The Harrow School is home to privileged adolescents known as much for their distinctive dress and traditions as for their arrogance and schoolboy cruelty. Seventeen-year-old American Andrew Taylor is enrolled in the esteemed British institution by his father, who hopes that the school's discipline will put some distance between his son and his troubled past in the States.

But trouble—and danger—seem to follow Andrew. When one of his schoolmates and friends dies mysteriously of a severe pulmonary illness, Andrew is blamed and is soon an outcast, spurned by nearly all his peers. And there is the pale, strange boy who begins to visit him at night. Either Andrew is losing his mind, or the house legend about his dormitory being haunted is true.

When the school's poet-in-residence, Piers Fawkes, is commissioned to write a play about Byron, one of Harrow's most famous alumni, he casts Andrew in the title role. Andrew begins to discover uncanny links between himself and the renowned poet. In his loneliness and isolation, Andrew becomes obsessed with Lord Byron's story and the poet's status not only as a literary genius and infamous seducer but as a student at the very different Harrow of two centuries prior—a place rife with violence, squalor, incurable diseases, and tormented love affairs.

When frightening and tragic events from that long-ago past start to recur in Harrow's present, and when the dark and deadly specter by whom Andrew's been haunted seems to be all too real, Andrew is forced to solve a two-hundred-year-old literary mystery that threatens the lives of his friends and his teachers—and, most terrifyingly, his own.

Review:   The setting of the poem, a 400-year-old boys' boarding school in London is perfect for a ghost story IMO.  The atmosphere is gothic, haunting, dark, and curious.  I also liked that the story revolved around the poet Lord Byron who I only knew of by name.  I don't think I've ever read any of his poems until I started reading the book, read a few verses, and also learned some interesting tidbits about his personal life which involved relationships and dalliances with lots of women...and young men.

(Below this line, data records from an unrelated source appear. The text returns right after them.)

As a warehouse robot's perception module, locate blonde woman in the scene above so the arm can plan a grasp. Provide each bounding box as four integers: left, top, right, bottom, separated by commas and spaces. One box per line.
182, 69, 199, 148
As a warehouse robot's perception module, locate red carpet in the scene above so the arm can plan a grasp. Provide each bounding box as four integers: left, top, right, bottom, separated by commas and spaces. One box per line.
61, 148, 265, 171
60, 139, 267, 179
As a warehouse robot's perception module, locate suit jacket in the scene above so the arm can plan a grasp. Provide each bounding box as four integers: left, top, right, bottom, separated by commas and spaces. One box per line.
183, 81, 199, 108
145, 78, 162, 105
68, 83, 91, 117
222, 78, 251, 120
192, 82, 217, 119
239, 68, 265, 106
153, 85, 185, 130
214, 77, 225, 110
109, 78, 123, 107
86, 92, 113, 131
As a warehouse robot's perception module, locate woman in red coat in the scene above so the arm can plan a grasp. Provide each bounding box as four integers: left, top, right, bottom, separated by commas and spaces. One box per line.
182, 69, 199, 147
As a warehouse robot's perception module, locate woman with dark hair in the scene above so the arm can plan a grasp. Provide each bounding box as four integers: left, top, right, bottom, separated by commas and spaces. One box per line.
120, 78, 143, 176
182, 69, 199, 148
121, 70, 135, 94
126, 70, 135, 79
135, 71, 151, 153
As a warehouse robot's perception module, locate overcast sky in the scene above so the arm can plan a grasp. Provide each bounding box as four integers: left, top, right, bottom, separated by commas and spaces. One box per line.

The writer presents the story in a rich descriptive style which for me, made the book much more engaging.  I could picture the school, the Lot where Andrew stayed, the basement, the library, etc.  The dialog between the characters didn't seem forced and was witty at times.  He also did a great job building up the tension whenever the ghost appeared and in describing how ghastly the ghost looked with the white hair, sunken eyes, and the awful sound of his raspy breathing.  

The ending didn't turn out exactly the way I had hoped and was a bit sad.  The ghost was determined to have Byron all to himself again and nothing was going to get in his way; he killed and would attempt to kill others to get to Andrew.  Andrew just happened to be in the wrong place and resembling Byron didn't help at all.